GM est tout simplement une manifestation de la même mentalité industrielle erronée, un état d'esprit qui tente de contrôler la nature plutôt que de travailler avec elle. Du point de vue psychologique, la nécessité de contrôler est entraîné par la peur, comme je l'ai trouvé des années d'interviewer les agriculteurs pourquoi ils estimaient avoir besoin de continuer avec l'agriculture industrielle plutôt que de passer à l'agriculture biologique.

Permettre aux entreprises privées de vendre leurs marchandises au nom du développement ou de «nourrir le monde» est sans doute immoral lorsqu'il existe des alternatives qui peuvent apporter des avantages beaucoup plus larges. Si GM était interdite, cependant, des technologies problématiques similaires continueraient à se présenter. C'est l'état d'esprit dont ils émergent qui a besoin d'être reprogrammé. Ce n'est pas comme s'il n'y avait pas de meilleurs moyens d'atteindre le même résultat.

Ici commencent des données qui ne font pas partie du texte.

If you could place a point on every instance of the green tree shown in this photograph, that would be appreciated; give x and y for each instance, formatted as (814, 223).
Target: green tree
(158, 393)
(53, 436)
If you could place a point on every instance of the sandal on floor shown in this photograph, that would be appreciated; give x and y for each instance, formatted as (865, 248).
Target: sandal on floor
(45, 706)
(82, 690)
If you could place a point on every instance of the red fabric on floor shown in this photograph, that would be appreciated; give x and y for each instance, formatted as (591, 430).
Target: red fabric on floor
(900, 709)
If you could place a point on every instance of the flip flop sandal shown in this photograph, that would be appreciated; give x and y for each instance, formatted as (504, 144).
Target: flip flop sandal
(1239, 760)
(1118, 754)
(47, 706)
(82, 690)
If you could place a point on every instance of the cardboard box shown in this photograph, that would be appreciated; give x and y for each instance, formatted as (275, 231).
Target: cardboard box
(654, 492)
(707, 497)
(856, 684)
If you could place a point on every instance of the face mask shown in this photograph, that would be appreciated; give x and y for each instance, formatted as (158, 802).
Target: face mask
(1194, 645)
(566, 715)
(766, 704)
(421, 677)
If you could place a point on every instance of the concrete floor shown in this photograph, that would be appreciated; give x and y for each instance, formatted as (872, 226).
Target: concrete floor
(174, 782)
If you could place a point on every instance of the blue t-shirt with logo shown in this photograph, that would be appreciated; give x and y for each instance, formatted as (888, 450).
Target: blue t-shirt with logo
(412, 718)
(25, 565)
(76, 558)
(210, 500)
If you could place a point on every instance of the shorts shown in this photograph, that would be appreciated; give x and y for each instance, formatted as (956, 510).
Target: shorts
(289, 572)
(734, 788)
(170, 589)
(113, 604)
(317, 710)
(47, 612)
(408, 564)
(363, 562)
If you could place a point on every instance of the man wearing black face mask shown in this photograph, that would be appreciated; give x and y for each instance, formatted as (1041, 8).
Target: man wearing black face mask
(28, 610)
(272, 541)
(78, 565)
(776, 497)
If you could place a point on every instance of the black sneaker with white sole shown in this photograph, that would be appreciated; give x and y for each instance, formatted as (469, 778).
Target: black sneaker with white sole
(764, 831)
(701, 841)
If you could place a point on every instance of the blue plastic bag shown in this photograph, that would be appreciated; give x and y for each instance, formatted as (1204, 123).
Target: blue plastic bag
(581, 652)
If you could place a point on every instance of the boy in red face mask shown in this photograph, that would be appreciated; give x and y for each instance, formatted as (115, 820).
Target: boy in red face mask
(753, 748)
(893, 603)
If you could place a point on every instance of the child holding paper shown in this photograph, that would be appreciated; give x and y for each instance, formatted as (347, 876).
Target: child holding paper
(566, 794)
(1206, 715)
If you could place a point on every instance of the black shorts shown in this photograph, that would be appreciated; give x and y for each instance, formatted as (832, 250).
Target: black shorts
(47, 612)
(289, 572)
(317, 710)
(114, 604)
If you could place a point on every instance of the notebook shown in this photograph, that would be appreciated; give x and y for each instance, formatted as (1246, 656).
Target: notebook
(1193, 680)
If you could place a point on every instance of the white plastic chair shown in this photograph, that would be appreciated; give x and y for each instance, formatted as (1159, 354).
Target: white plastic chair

A propos de l'auteurLa Conversation

wright juliaJulia Wright, chercheur principal, Agroecological Futures, Université de Coventry. Elle a travaillé pour 30 sur la recherche appliquée et l'agriculture durable et la sécurité alimentaire, spécialisée dans le renforcement des capacités et de la résilience des groupes vulnérables aux catastrophes naturelles et d'origine humaine, la régénération des ressources naturelles et les systèmes à faibles émissions de carbone.

Cet article a été publié initialement le La Conversation. Lis le article original.